What else was done well in this study? Prospective BPs were evaluated not only in an office setting, but also on an ambluatory basis. Inclusion criteria were overall more stringent than in prior investigations, and exclusions for anatomic criteria were strictly followed. Overall, medical therapy was excellent, including use of spironolactone in a significant proportion of patients. Significantly, the safety endpoint of the study was met, with a low rate of major adverse events.

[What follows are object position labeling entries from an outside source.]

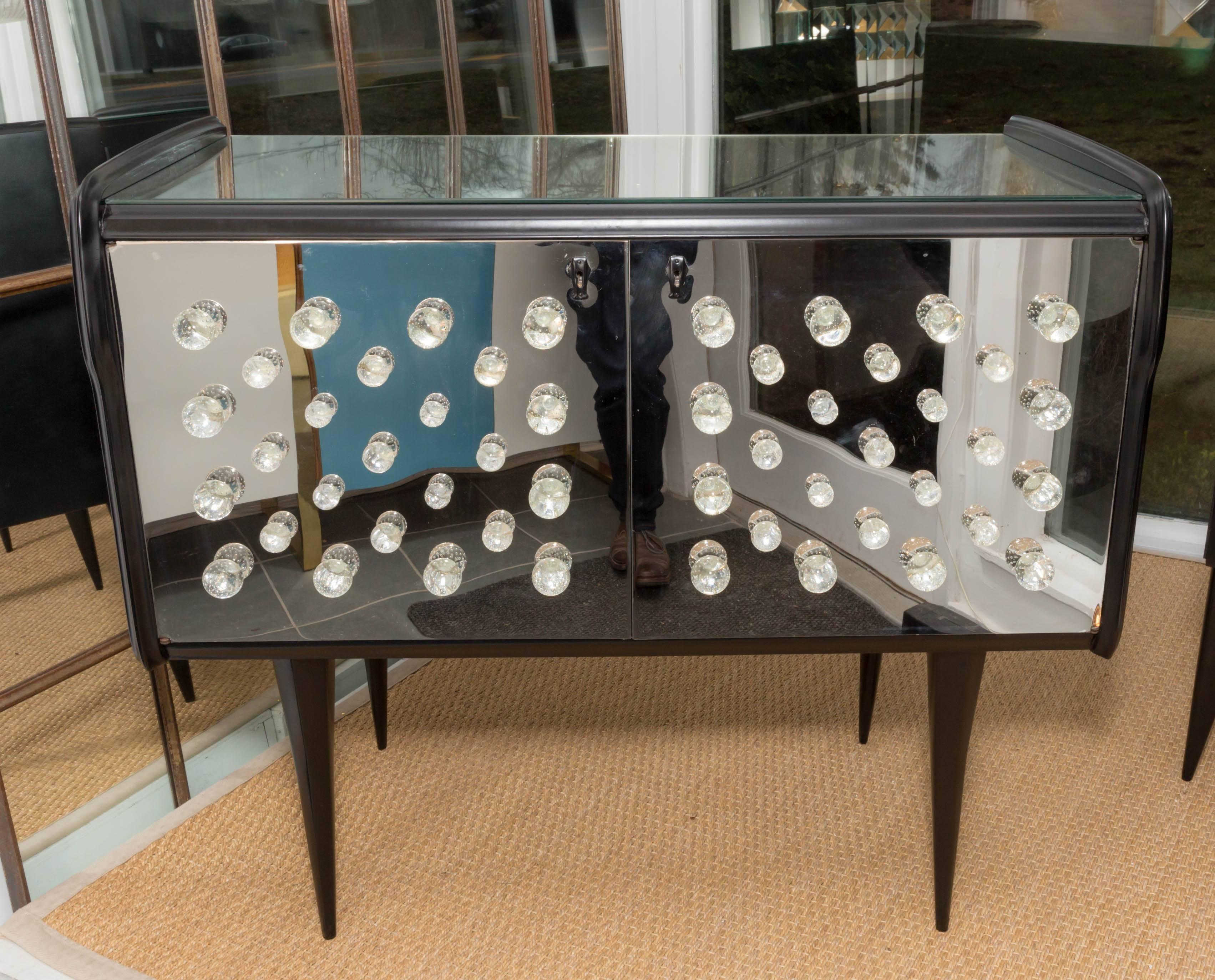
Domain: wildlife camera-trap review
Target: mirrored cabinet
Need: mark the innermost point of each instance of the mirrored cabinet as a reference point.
(821, 395)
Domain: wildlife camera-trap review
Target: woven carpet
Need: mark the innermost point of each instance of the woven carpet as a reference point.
(764, 599)
(713, 818)
(64, 747)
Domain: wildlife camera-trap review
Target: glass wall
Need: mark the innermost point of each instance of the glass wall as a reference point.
(496, 66)
(279, 67)
(578, 66)
(400, 68)
(1136, 76)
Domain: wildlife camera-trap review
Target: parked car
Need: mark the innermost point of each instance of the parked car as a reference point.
(247, 47)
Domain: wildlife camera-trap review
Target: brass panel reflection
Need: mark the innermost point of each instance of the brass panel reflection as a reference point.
(307, 544)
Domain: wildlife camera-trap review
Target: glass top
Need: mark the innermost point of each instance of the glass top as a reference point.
(625, 168)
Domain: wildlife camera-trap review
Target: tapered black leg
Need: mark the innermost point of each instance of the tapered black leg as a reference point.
(185, 679)
(377, 688)
(82, 530)
(307, 689)
(953, 692)
(1202, 705)
(870, 667)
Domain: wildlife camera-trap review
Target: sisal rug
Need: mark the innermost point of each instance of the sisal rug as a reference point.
(69, 745)
(707, 817)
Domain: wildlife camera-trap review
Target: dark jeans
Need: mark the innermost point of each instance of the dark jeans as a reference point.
(602, 346)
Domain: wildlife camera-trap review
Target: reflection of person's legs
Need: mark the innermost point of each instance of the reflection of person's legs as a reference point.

The trial sponsor has pointed out that the adequacy of the procedure itself was not confirmed in the study. As Dr. Bhatt has said, "Unfortunately, it is not possible to determine definitively whether this trial demonstrated the failure of renal denervation to significantly reduce blood pressure or if there was a failure to achieve adequate renal denervation in these patients." Given that the system used and training procedures were similar to prior Symplicity studies, this observation does not explain the differing results.
The wide range of responses to renal denervation in the study, expressed as the standard deviations of the change in office systolic BP from baseline, suggests the possibility that renal denervation may be more effective in selected populations with increased sympathetic drive. The Medtronic Symplicity catheter, as well as five competing renal denervation systems, continues to be available for clinical use in more than 80 other countries around the world. For now, however, use in the United States awaits definitive evidence for efficacy.
1. Krum H, et al. Percutaneous renal denervation in patients with treatment-resistant hypertension: Final 3-year report of the Symplicity HTN-1 study. Lancet 2014;383:622-629.
2. Symplicity HTN-2 investigators. Renal sympathetic denervation in patients with treatment-resistant hypertension (The Symplicity HTN-2 Trial): A ran-domised controlled trial. Lancet 2010;376:1903-1909.